A request offering is an item that describes the item, assistance, or action available to users in the Self-Service portal from the Service Catalog. Request offerings are normally placed in logical groups of services. Both services and their request offerings are available to users in the Self-Service portal when the status of the request offering is set to published and if the user has been assigned a corresponding Neurons for ITSM role. Only users who have been assigned a user role associated with a Service Catalog group that contains Service Catalog items can use the Self-Service portal to access the Service Catalog.

Service owners create request offerings, which are used by Self Service users in the Service Catalog.
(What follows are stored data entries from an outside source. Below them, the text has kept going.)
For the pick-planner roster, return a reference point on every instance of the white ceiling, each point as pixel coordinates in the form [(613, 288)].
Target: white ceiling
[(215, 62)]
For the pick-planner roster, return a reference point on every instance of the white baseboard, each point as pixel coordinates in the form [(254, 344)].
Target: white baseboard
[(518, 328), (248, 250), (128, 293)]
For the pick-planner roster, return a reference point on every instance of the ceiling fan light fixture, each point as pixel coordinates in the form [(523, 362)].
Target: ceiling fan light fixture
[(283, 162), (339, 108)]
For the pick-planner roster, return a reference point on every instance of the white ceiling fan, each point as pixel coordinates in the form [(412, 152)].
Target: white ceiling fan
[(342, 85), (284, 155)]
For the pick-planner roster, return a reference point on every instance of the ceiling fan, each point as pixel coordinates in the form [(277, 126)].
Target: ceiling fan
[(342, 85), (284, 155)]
After you define a service, Self Service users do not see the service itself. Instead, they see and request certain aspects of a service (called request offerings), which are features of the service being defined and published. The choices and configurations you make here, such as displaying or hiding costs, are for each request offering service type such as Mobile Communication, Printing Service, or Data Service. You can show or hide information from Self Service users.

For example, one of the default services is Mobile Communication. However, users in the Self-Service Portal cannot place a request for the Mobile Communications service. Instead, they can select a request offering such as Mobile Phone Request or Mobile Smartphone Request from the Service Catalog. You can choose to display the costs that will be incurred by the users in the Self-Service portal for this request offering such as the price of the phone or the recurring cost per month charged by the carrier. These request offerings are based on the Mobile Communications service, but have different costs, fulfillment workflows, and other aspects of the service.

Managing Service Request Actions and Permissions

You can configure service requests to allow users to edit, cancel, reopen, request again, or escalate them after submission. This provides flexibility to accommodate changes or corrections while maintaining control over the request lifecycle. In addition, you can restrict editing or cancellation after a specific stage in the workflow. For example, you might allow users to cancel a request until it has been approved. Once approval occurs, you can prevent further changes.

By default, requests with a status of Cancelled, Closed, or Fulfilled cannot be edited or cancelled. These statuses indicate that the request has reached a final state and is no longer actionable.